Pela primeira vez, os explorados, os escravos do trabalho, tomavam o primeiro plano. Em rigor, já antes na literatura portuguesa tal acontecera, com Cesário Verde, Fialho de Almeida, Raul Brandão, ou em época mais recente com Aquilino Ribeiro e Ferreira de Castro.

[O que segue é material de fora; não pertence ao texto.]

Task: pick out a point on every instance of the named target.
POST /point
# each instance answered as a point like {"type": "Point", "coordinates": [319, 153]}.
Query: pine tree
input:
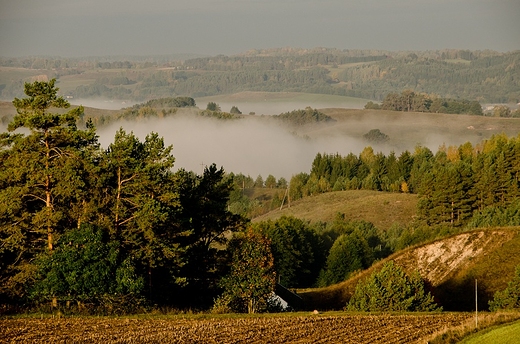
{"type": "Point", "coordinates": [43, 177]}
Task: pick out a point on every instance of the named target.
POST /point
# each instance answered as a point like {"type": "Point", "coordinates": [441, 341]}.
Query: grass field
{"type": "Point", "coordinates": [277, 328]}
{"type": "Point", "coordinates": [505, 334]}
{"type": "Point", "coordinates": [355, 204]}
{"type": "Point", "coordinates": [451, 265]}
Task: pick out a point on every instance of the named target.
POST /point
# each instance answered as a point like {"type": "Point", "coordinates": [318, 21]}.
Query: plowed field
{"type": "Point", "coordinates": [263, 329]}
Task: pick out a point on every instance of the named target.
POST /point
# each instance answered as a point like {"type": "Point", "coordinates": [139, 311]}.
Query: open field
{"type": "Point", "coordinates": [342, 328]}
{"type": "Point", "coordinates": [355, 204]}
{"type": "Point", "coordinates": [275, 103]}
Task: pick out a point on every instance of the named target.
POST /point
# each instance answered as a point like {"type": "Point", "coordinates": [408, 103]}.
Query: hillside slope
{"type": "Point", "coordinates": [451, 266]}
{"type": "Point", "coordinates": [355, 204]}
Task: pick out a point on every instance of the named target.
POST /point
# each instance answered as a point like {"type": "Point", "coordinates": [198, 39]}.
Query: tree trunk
{"type": "Point", "coordinates": [48, 198]}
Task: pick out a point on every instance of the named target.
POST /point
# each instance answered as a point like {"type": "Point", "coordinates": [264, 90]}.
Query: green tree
{"type": "Point", "coordinates": [297, 250]}
{"type": "Point", "coordinates": [212, 106]}
{"type": "Point", "coordinates": [270, 181]}
{"type": "Point", "coordinates": [85, 266]}
{"type": "Point", "coordinates": [43, 186]}
{"type": "Point", "coordinates": [349, 253]}
{"type": "Point", "coordinates": [252, 279]}
{"type": "Point", "coordinates": [205, 218]}
{"type": "Point", "coordinates": [234, 110]}
{"type": "Point", "coordinates": [391, 289]}
{"type": "Point", "coordinates": [142, 204]}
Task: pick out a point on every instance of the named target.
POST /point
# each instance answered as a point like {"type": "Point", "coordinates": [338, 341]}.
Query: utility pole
{"type": "Point", "coordinates": [476, 305]}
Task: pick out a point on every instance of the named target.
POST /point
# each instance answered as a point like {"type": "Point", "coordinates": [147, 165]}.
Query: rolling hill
{"type": "Point", "coordinates": [354, 204]}
{"type": "Point", "coordinates": [451, 265]}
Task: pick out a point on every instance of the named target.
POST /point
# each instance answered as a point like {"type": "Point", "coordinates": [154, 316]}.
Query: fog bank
{"type": "Point", "coordinates": [250, 146]}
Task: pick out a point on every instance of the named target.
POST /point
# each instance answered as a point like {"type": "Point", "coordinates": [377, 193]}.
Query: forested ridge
{"type": "Point", "coordinates": [484, 76]}
{"type": "Point", "coordinates": [456, 185]}
{"type": "Point", "coordinates": [116, 229]}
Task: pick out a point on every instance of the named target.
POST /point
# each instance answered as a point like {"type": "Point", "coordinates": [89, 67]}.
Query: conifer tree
{"type": "Point", "coordinates": [42, 176]}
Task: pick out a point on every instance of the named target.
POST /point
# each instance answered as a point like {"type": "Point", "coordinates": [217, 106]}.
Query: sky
{"type": "Point", "coordinates": [161, 27]}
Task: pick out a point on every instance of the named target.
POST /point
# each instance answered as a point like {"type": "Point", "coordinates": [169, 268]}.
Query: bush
{"type": "Point", "coordinates": [391, 289]}
{"type": "Point", "coordinates": [508, 298]}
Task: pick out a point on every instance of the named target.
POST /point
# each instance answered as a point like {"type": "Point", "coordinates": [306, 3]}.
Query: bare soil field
{"type": "Point", "coordinates": [262, 329]}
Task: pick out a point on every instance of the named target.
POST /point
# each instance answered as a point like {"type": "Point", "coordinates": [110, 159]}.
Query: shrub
{"type": "Point", "coordinates": [508, 298]}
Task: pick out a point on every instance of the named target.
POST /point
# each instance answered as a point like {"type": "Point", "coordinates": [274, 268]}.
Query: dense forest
{"type": "Point", "coordinates": [457, 186]}
{"type": "Point", "coordinates": [483, 76]}
{"type": "Point", "coordinates": [117, 229]}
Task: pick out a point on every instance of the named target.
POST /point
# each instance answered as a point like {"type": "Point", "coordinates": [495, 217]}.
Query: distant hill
{"type": "Point", "coordinates": [381, 208]}
{"type": "Point", "coordinates": [485, 76]}
{"type": "Point", "coordinates": [451, 265]}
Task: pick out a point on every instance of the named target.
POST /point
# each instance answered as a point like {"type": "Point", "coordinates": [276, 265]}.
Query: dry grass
{"type": "Point", "coordinates": [490, 256]}
{"type": "Point", "coordinates": [381, 208]}
{"type": "Point", "coordinates": [472, 325]}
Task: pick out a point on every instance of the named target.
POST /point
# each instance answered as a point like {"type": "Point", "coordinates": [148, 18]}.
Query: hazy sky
{"type": "Point", "coordinates": [138, 27]}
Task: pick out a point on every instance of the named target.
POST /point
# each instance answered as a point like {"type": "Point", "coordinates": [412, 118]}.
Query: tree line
{"type": "Point", "coordinates": [482, 76]}
{"type": "Point", "coordinates": [456, 185]}
{"type": "Point", "coordinates": [84, 224]}
{"type": "Point", "coordinates": [409, 101]}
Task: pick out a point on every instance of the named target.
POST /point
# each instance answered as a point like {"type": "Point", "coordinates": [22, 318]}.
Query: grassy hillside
{"type": "Point", "coordinates": [381, 208]}
{"type": "Point", "coordinates": [451, 265]}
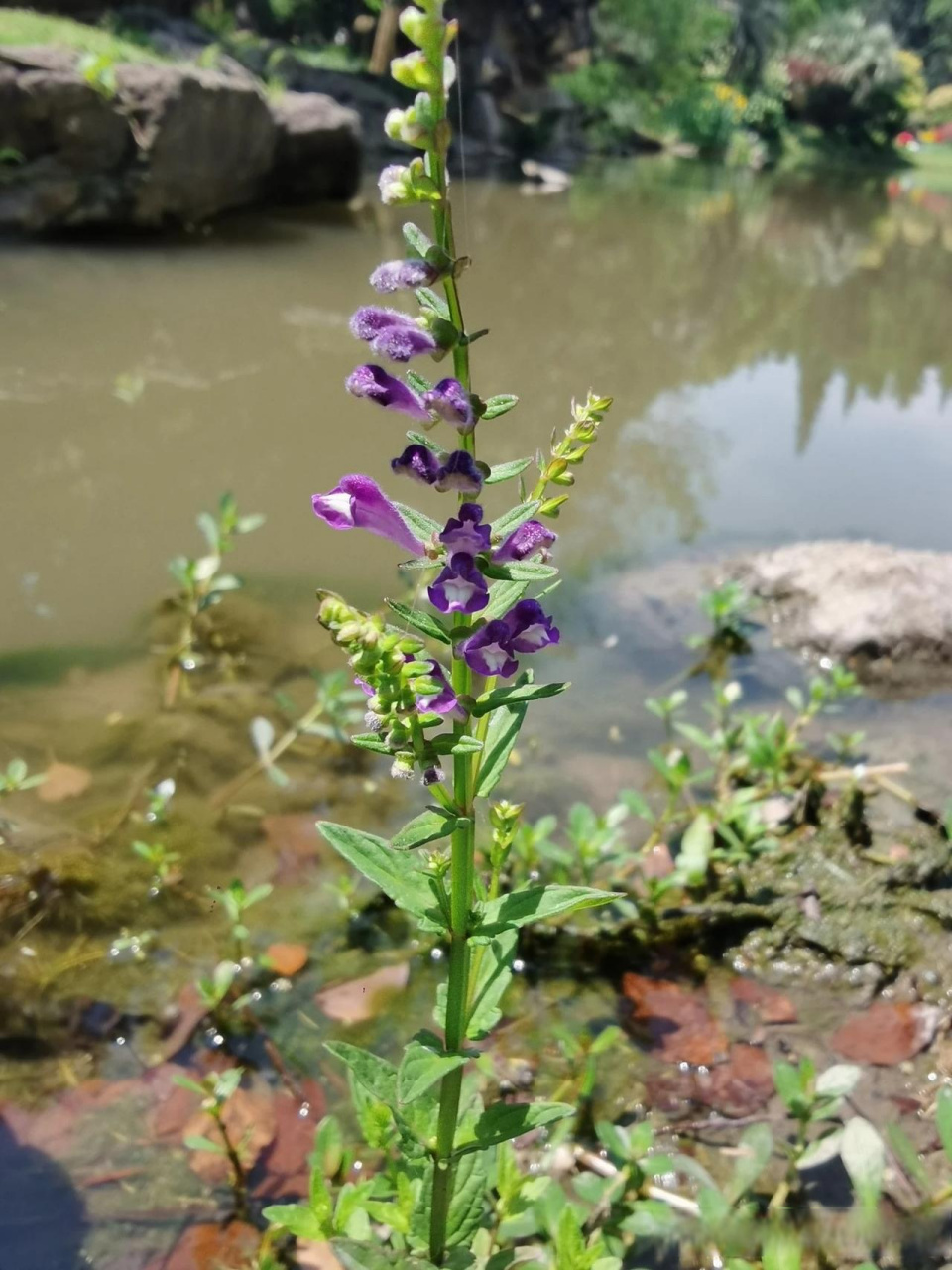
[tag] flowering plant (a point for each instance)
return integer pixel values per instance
(453, 717)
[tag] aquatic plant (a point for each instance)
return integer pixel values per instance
(452, 719)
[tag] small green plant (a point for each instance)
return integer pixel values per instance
(202, 587)
(216, 1091)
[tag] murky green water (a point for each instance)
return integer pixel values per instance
(778, 353)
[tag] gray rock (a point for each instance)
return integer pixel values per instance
(317, 149)
(884, 611)
(173, 145)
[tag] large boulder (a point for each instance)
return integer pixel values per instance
(884, 611)
(162, 145)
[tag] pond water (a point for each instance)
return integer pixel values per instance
(778, 354)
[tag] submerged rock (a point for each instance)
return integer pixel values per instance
(883, 611)
(163, 145)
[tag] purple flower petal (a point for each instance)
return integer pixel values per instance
(460, 472)
(403, 276)
(444, 701)
(530, 629)
(460, 588)
(391, 333)
(466, 532)
(417, 462)
(452, 403)
(359, 503)
(489, 651)
(529, 540)
(377, 385)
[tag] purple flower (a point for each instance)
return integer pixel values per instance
(403, 276)
(452, 403)
(444, 701)
(466, 532)
(460, 472)
(391, 333)
(489, 651)
(530, 630)
(359, 503)
(376, 384)
(460, 588)
(417, 462)
(524, 543)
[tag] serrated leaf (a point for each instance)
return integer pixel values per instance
(417, 522)
(397, 876)
(420, 1069)
(502, 735)
(502, 597)
(507, 471)
(513, 518)
(537, 905)
(504, 1121)
(299, 1220)
(838, 1080)
(429, 826)
(373, 1074)
(420, 621)
(499, 404)
(515, 694)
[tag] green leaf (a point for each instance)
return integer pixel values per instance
(397, 876)
(420, 1069)
(299, 1220)
(376, 1075)
(417, 522)
(495, 971)
(516, 517)
(500, 738)
(754, 1151)
(371, 1256)
(504, 1121)
(371, 740)
(500, 404)
(502, 597)
(499, 698)
(416, 240)
(506, 471)
(536, 905)
(420, 439)
(434, 824)
(521, 571)
(422, 622)
(864, 1156)
(696, 848)
(838, 1080)
(943, 1120)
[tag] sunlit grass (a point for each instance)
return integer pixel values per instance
(26, 27)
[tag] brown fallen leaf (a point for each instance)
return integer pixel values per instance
(287, 959)
(771, 1005)
(249, 1120)
(212, 1247)
(740, 1086)
(284, 1164)
(62, 781)
(888, 1033)
(676, 1021)
(358, 1000)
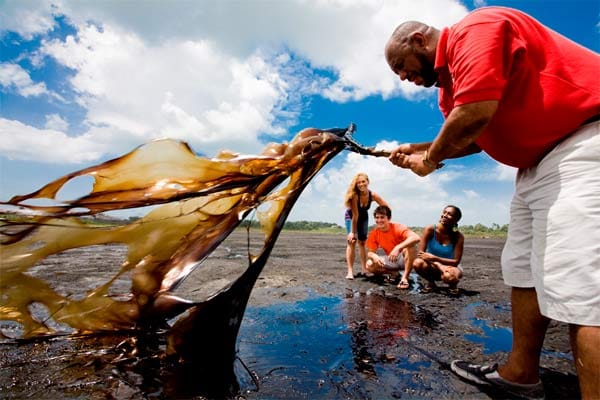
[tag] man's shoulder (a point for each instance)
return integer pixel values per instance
(492, 14)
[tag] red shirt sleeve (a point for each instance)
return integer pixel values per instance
(481, 58)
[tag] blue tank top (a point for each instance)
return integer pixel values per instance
(436, 248)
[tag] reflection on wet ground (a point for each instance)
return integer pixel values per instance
(493, 338)
(364, 346)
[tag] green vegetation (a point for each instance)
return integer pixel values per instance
(478, 230)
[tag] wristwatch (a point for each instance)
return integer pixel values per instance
(428, 163)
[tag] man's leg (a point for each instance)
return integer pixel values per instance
(529, 330)
(362, 252)
(410, 255)
(585, 341)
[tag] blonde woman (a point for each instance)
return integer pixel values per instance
(358, 201)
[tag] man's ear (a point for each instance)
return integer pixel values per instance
(418, 39)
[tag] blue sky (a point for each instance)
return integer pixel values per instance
(83, 82)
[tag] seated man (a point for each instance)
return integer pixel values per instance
(397, 241)
(440, 252)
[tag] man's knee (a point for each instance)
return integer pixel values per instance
(369, 265)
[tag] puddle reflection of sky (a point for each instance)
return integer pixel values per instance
(327, 346)
(493, 339)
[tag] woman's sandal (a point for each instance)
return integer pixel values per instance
(403, 284)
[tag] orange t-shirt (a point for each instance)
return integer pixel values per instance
(387, 240)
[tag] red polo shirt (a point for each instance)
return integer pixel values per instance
(546, 84)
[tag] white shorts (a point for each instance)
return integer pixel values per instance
(553, 239)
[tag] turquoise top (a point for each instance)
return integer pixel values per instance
(437, 249)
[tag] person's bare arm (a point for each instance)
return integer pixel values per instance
(456, 138)
(352, 235)
(379, 199)
(460, 130)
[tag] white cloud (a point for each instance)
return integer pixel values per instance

Mas a centralidade social chega com o neo-realismo, com autores como Soeiro Pereira Gomes, Fernando Namora, Mário Dionísio, Carlos de Oliveira, entre tantos outros.
Também a mulher surge em primeiro plano, como ser social, e revelam-se grandes escritoras como Matilde Rosa Araújo, Irene Lisboa, Maria Lamas, esta como autora do admirável livro-reportagem”As mulheres do meu País”.
Concluindo, pode dizer-se que o neo-realismo, divulgado, apesar da repressão policial, por inúmeras publicações e por associações populares, é inseparável da luta contra a ditadura pela liberdade , a emancipação social e os valores democráticos, por uma cultura livre e participada, e que nessa luta o Partido Comunista Português, através dos seus militantes, teve um papel decisivo.
Como movimento transcendeu a época em que se iniciou e, em diferentes formas e linguagens, inspirou novas obras de arte de testemunho político e social.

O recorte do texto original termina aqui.